Monday, January 30, 2006

Glad it was on sale

The other night I tried a President's Choice Chicago-style pizza. There was more to the name, but I forget what it was now. Regardless, it claimed to be a 2 pound deep dish pizza, and I bought one because the store didn't have any of the kind I usually get, and it was on sale. I got the pepperoni and sausage flavour.

When I opened it, there was an obvious misallocation of toppings. All the sauce was lumped on one side, with the associated cheese and pepperoni accompanying it. This left a part of the crust exposed, but I figured all that would sort itself out as the sauce unfroze and cooked.

I was wrong, and we wound up with a pizza where some slices were humongously thick and others were pitifully thin. It happens I guess, so I figured I'd try to cut it so the slices came out more-or-less even in size and thickness. It was a good plan, I thought.

The pizza had other ideas. Due to the deepness of the pan, my pizza cutter was fairly useless in cutting through the edges of the crust, and while fighting with those my sizing got thrown off track and every slice came out a different size. One of the biggest ones was also the thickest, and the one right beside it was the smallest. It seriously looked like a pizza cut by a blind chimp.

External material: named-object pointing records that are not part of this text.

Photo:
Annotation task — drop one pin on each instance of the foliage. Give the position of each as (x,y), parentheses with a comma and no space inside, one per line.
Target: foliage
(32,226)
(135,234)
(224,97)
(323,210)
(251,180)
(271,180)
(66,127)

No offense to the blind chimps in the audience. You're decent people, but generally you can't cut a pizza to save your life. I'm sorry you had to hear it from me.

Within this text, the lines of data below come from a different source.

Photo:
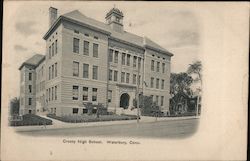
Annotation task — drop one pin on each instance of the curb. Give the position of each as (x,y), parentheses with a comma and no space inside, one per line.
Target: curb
(94,124)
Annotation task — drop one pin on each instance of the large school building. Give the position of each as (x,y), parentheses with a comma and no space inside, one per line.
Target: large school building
(90,61)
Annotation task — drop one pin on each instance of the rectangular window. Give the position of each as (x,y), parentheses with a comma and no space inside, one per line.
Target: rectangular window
(139,80)
(55,69)
(76,45)
(115,75)
(30,88)
(49,94)
(163,67)
(85,93)
(162,84)
(94,94)
(134,78)
(86,48)
(128,60)
(22,75)
(75,93)
(162,100)
(95,72)
(30,101)
(156,99)
(110,74)
(158,67)
(152,65)
(85,71)
(49,52)
(55,92)
(134,61)
(139,63)
(56,47)
(49,73)
(152,97)
(109,96)
(53,53)
(95,50)
(75,110)
(75,69)
(110,55)
(21,101)
(127,77)
(123,58)
(157,83)
(116,57)
(52,93)
(123,77)
(30,76)
(152,82)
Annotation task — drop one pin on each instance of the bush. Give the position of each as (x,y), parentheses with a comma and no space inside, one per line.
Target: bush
(31,120)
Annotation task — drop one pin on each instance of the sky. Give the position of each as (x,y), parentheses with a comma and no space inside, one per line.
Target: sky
(174,27)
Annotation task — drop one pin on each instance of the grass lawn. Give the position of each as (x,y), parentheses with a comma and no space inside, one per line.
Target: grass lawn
(31,120)
(92,118)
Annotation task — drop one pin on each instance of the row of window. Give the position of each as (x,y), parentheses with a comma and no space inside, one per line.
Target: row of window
(86,44)
(40,73)
(157,83)
(77,32)
(53,49)
(158,57)
(85,93)
(113,76)
(85,70)
(29,101)
(40,86)
(53,71)
(157,100)
(114,56)
(157,66)
(52,93)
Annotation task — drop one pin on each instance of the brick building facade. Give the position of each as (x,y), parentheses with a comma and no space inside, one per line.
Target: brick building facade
(91,61)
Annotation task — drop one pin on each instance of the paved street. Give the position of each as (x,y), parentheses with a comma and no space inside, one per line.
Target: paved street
(159,129)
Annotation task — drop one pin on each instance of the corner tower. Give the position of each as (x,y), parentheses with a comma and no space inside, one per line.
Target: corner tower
(114,18)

The pizza was still a bit cold when we started eating, and that's never a good thing. I didn't think it was too bad, but it wasn't as hot as something coming right out of the over should be. I even left it in for a few extra minutes just to make sure it was done. A few seconds in the microwave fixed it right up, so finally I got to sample what I really hoped would be a pizza worthy of all the hardship it had dumped on me.

I was disappointed to say the least. It was bland and mostly tasteless. The crust was nice and flaky and tasted like a pie crust, but it wasn't nearly enough to make up for the nondescript sauce and flavourless meat.

Overall, I'm glad I got the pizza on sale, but I wouldn't buy it again.